We train a Dense Image-to-Image network (DI2I) on the labeled DRRs data. As is depicted in Fig. 2, the network employs an encoder-decoder UNet structure with dense blocks [2, 8, 9]. The network consists of dense blocks which are generalizations from ResNets [10] by iteratively concatenating all feature outputs in a feed-forward fashion. This helps alleviating the vanishing gradient problem and thus can obtain a deeper model with higher level feature extraction. Despite these appealing properties, empirically we found that it achieved superior performance than classical UNet. The final output feature map has five channels which consists of a background channel $x_0$ and four channels $x_1,...,x_4$ corresponding to the four organs. By doing so, we alleviate the challenge of segmenting overlapped organs and simplify the problem into binary classifications. We further use a customized loss term which is a weighted combination of binary cross entropies between each organ channel and background channel,

$$\begin{aligned} \mathcal {L}_{seg} = -\sum _{i=1}^{4} w_i(y_i\log (p_i) + (1-y_i)\log (1-p_i)) \end{aligned}$$

(1)

where $y_i$ is the ground truth binary label map for each organ and $p_i$ is calculated as $ \exp (x_i)/(\exp (x_0) + \exp (x_i))$ for $i=1,2,3,4$.

2.3 Task Driven Generative Adversarial Networks (TD-GAN)

We now describe the main deep architecture of TD-GAN. The network has a modified cycle-GAN [7] sub-structure with add-on segmentation supervisions. As is depicted in Fig. 3, the base structure consists of two generators $G_1, G_2$ and two discriminators $D_1, D_2$ to achieve pixel-to-pixel image synthesis. The generators try to synthesize images in the appearance of the other protocol while the discriminators need to distinguish the generated images (fake) against the reals. When the cyclic training converges to optimal, the network will be able to transfer X-ray images to DRRs through $G_2$ and transfer back through $G_1$. This also holds for DRRs. However, image synthesis only serves for a general purpose of appearance transfer and is not segmentation focused. Important prior knowledge such as organ boundaries, shapes and local variations are not carefully treated and could possibly lose during the synthesis process. We therefore add supervision modules to enforce the segmentation consistency, that is, during the transfer process we require the X-ray images that not only have the appearance of DRRs but also can be segmented by the pre-trained DI2I network. This is done by introducing conditional adversarial training on the translation of X-ray images and cycle segmentation consistency on DRRs. We detail this later on.

The proposed TD-GAN involves 4 different paths that transfer and reconstruct images between the two protocols: real DRR $\rightarrow $ fake X-ray, real X-ray $\rightarrow $ fake DRR, real X-ray $\rightarrow $ reconstructed X-ray and real DRR $\rightarrow $ reconstructed DRR. Different losses are proposed for each path. We discuss the meaning of these paths in a top-down topological order that is shown in Fig. 3. We denote the data distribution $d\sim p_d$ and $x \sim p_x$ for DRRs and X-ray images. Our main contribution comes in the segmentation driven losses in path real X-ray $\rightarrow $ fake DRR and real DRR $\rightarrow $ reconstructed DRR.

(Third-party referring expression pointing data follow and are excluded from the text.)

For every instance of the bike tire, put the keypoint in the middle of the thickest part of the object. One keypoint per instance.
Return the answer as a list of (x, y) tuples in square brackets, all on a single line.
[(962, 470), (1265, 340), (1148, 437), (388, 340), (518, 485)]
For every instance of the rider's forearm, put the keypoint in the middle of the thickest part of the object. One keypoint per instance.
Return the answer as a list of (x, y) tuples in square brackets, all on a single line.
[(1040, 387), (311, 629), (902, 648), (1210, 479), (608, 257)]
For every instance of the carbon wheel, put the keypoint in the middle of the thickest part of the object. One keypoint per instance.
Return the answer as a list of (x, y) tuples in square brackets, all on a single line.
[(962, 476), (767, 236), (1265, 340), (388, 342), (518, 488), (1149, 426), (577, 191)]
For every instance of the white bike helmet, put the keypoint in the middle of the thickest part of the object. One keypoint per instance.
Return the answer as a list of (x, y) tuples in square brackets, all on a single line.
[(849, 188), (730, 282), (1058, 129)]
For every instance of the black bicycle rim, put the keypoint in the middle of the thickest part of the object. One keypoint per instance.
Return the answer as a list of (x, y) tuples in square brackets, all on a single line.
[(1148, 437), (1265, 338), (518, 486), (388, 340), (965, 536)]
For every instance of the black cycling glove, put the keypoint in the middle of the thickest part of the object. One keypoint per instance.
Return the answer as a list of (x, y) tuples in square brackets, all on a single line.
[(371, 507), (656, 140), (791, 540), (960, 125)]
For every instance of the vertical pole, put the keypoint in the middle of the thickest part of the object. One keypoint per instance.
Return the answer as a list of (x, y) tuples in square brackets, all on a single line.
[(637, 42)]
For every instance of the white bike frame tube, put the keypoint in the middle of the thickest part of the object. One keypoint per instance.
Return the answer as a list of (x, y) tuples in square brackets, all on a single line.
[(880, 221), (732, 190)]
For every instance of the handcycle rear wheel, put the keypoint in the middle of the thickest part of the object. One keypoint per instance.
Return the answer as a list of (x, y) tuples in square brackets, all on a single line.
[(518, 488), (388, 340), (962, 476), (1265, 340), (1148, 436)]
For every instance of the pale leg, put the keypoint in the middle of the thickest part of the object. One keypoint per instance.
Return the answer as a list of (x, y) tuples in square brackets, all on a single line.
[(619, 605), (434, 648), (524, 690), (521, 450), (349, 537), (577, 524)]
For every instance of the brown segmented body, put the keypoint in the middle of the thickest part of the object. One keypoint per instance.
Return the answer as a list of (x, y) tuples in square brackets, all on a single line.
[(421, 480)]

Real DRR $\rightarrow $ Fake X-ray. Given a real DRR image, the generator $G_1$ tries to produce the corresponding image in the appearance of X-ray images. The discriminator $D_1$ will need to distinguish the generated fake X-ray image and the real. Since we do not have any paired X-ray images with the DRRs, this real X-ray image is randomly selected from the training dataset. A successful generation from $G_1$ will confuse $D_1$ to make the wrong prediction. The loss function involved is a standard GAN loss for image style transfer,

$$ \mathcal {L}_{DX} := \mathbb {E}_{t\sim p_x}\left\{ \log \left[ D_1(x) \right] \right\} + \mathbb {E}_{d\sim p_d}\left\{ \log \left[ 1 - D_1(G_1(d))\right] \right\} . $$

Real X-ray $\rightarrow $ Fake DRR. The other generator $G_2$ will produce a fake DRR to challenge $D_2$. We could also randomly select a real DRR in the training of $D_2$. However, this is suboptimal since the labels of DRRs will be unused which contain important organ information such as size, shape and location and are crucial to our final segmentation task. Inspired by the conditional GANs [11], we leverage the pre-trained DI2I to predict the organ labels on the fake DRRs. The fake DRRs combined with their predicted labels are then fed into $D_2$ to compare with the real pairs. Therefore $D_2$ needs to not only distinguish the fake DRRs and the reals but also determine whether the image-label pairs are realistic. To confuse $D_2$, the generator $G_2$ will particularly focus on the organs of interest during the image transfer. We hence will obtain a more powerful generator in the task of segmentation. Finally, to make the involved loss function differentiable, we only obtain the predicted probability map from the DI2I and do not binarize them. Denote $U(\cdot )$ as the pre-trained DI2I, we have the following loss function for this path,

$$\begin{aligned} \begin{aligned} \mathcal {L}_{XD} :=&\, \mathbb {E}_{d\sim p_d}\left\{ \log \left[ D_2(d|U(d))\right] \right\} \\&+ \mathbb {E}_{x\sim p_x} \left\{ \log \left[ 1 - D_2(G_2(x)|U(G_2(x)))\right] \right\} . \end{aligned} \end{aligned}$$

(2)

We remark that the pre-trained DI2I is frozen during the training of TD-GAN, otherwise the supervision will be disturbed by the fake DRRs. Furthermore, TD-GAN can be easily adapted to other tasks by replacing $U(\cdot )$.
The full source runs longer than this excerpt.